There’s just one factor I nonetheless don’t get, which is why no bicycle drivetrain part maker has found out the way to make the mechanical shifter equal of a extremely fancy watch and promote it for heaps and many cash. Like, why has Campagnolo not give you a $10,000 pair of luxurious mechanical Ergo levers with little crystal home windows in them that allow you to see their inner actions?
Right here’s the AI’s tackle that:

I had one thing a little bit extra modern and fashionable in thoughts, whereas this appears to be like type of like a steampunk-meets-retrogrouch nightmare. Nevertheless, I can’t bear to provide the AI extra directions with a purpose to fine-tune it, as a result of fairly frankly interacting with it makes me really feel type of uncomfortable and peculiar. It’s like like having a co-worker who you already know is a registered intercourse offender.
Talking of Ergo shifters, it’s now been a little bit over two months since I purchased this bike I don’t want principally as a result of it had 10-speed Ergo shifters on it:

As a result of I didn’t want it I additionally pledged to spend completely no cash on it, and I’m proud to report I’ve continued to reside as much as that pledge…
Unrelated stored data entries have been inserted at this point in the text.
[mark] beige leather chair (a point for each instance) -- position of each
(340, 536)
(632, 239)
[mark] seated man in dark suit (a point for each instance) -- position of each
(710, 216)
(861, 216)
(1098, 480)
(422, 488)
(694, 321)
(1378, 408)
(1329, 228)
…other than these items, which I completely had to purchase for the wheels or else the hubs would have exploded whereas I used to be driving with disastrous outcomes:

It was both that or toss the wheels, and also you merely don’t toss a superbly good pair of wheels (paucity of spokes however) in the event you can inexpensively restore them. So all on this bike has nonetheless solely price about what you’d pay for an entry degree smartwatch from *pple.
By the best way, to refresh your reminiscence, Ben’s Cycle are actually the phrase’s best repository of Campagnolo parts and spare components, so in the event you’re in search of that type of factor your search ought to most likely start and finish with them.
Anyway, I hadn’t ridden this bike in a couple of weeks, and it was a pleasure to get again on it yesterday. There could also be little to no purpose to trip tires this skinny in 2026, however on a clean highway on a sunny day it’s as about as shut as you’ll get to flying:

Simply be careful for the gravel, or else you would possibly actually go flying:

And once I say “gravel” I don’t imply like an unpaved highway, which you’ll nonetheless trip even on an highway bike with skinny tires. I imply this type of gravel, which you would possibly discover strewn throughout a highway floor and encounter unexpectedly:

Simply ask Lucas Brunelle:

Every now and then I prefer to see what Previous Man Brunelle is as much as, and most just lately it appears he undertook a death-defying trip to his cousin’s marriage ceremony:

My goodness, he’s a middle-aged man! What’s subsequent, a video entitled “Balls-0ut Shred Sesh To My Colonoscopy?” Why not placed on a swimsuit, get on a Rivendell, and trip to the marriage with some dignity? Simply think about it’s your marriage ceremony day and Uncle Lucas reveals up in his full Fred swimsuit and arms you a moist envelope straight from his jersey pocket:

Although if the envelope have been fats sufficient I suppose you would possibly overlook it.